- - Friday, August 8, 2014

I was never a fan of Richard Nixon; I did not trust the man. Yet I took inspiration from the final words he spoke as president of the United States.

He resigned the presidency 40 years ago, on Aug. 9, 1974. I was reporting developments from a distance as a young political reporter in Oklahoma.

Articles of impeachment were pending. They had been approved by the Judiciary Committee but not yet acted upon by the House of Representatives. He was accused of obstructing justice regarding the Watergate scandals.

There were plenty of parallels with how today’s Obama White House works aggressively to conceal information from the press and the public. In the Nixon era, like peeling back the layers of an onion, scandals were gradually revealed that the White House wanted buried.
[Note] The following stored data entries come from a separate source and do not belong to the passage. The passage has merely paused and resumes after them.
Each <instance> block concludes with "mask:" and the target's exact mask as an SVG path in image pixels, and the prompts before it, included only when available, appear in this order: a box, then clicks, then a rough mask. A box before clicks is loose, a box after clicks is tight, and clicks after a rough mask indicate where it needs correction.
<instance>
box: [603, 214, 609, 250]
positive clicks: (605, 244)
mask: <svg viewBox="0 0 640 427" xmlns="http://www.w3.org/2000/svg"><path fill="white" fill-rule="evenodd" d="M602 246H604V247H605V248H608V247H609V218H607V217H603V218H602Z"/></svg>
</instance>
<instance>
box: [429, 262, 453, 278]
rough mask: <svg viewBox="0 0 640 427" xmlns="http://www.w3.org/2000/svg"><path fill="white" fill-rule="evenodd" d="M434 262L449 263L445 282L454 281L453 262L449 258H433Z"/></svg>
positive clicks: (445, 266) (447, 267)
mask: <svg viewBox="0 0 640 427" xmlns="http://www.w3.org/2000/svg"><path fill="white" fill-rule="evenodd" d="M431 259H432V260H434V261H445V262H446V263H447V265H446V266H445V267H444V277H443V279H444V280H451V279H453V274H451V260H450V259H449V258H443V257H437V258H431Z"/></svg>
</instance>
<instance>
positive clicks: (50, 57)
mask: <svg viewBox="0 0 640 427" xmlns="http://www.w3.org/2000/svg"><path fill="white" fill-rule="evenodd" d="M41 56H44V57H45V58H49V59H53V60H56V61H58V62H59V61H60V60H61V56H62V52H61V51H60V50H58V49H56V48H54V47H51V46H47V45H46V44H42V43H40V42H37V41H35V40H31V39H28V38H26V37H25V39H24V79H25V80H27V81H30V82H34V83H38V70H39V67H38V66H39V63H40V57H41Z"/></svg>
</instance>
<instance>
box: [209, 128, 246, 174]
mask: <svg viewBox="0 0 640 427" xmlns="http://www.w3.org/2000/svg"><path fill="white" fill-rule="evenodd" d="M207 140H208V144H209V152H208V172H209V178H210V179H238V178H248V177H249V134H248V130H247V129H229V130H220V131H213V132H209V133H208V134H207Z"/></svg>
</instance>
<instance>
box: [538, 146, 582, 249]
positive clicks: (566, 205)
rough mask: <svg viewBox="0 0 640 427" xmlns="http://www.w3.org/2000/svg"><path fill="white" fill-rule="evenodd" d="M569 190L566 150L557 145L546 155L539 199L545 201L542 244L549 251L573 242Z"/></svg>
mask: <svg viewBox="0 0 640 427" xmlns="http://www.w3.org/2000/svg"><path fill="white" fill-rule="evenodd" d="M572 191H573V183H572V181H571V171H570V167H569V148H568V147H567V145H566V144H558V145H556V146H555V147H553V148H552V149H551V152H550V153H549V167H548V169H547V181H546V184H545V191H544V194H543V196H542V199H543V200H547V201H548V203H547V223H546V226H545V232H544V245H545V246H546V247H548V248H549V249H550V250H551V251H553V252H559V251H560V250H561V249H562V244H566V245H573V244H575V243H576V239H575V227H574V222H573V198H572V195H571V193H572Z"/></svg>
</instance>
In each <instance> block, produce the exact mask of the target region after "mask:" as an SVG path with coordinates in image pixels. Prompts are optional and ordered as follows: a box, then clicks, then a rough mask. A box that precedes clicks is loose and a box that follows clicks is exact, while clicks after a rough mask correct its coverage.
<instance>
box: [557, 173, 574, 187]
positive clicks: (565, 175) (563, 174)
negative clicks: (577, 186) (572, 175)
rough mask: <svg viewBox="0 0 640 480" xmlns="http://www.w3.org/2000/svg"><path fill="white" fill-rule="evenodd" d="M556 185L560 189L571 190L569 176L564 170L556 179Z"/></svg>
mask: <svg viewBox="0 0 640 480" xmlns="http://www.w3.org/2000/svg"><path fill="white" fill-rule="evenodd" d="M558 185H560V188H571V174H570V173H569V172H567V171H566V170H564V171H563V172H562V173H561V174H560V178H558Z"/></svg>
But the Supreme Court ruled against the president’s claims of executive privilege and cover ups of the truth came out through the courts and through hearings in Congress. These included presidential abuses of power, enemies lists and more.

Nixon’s impeachment by the House had become inevitable. His possible removal from office by the Senate was less certain but definitely might have occurred. In announcing that he instead would resign, Nixon correctly noted that the drama would have stalled all other activity in Washington.

The nation benefited from Nixon’s resignation and his legacy did as well. It was more honorable than being forcibly removed from office.

What penetrated the high drama and touched my heart were his very final words, the very last three minutes publicly spoken by President Nixon as he addressed White House staff in the East Room, broadcast to the nation on television. The veneer slipped away and Nixon spoke from the heart; I was moved to tears.

After praising his own parents, Nixon recounted how President Teddy Roosevelt as a young man felt that the light had left his life when his daughter died. Yet T.R. rebounded. Then Nixon spoke of the ups and downs of his own life:

“… because the greatness comes not when things go always good for you, but the greatness comes and you are really tested, when you take some knocks, some disappointments, when sadness comes, because only if you have been in the deepest valley can you ever know how magnificent it is to be on the highest mountain.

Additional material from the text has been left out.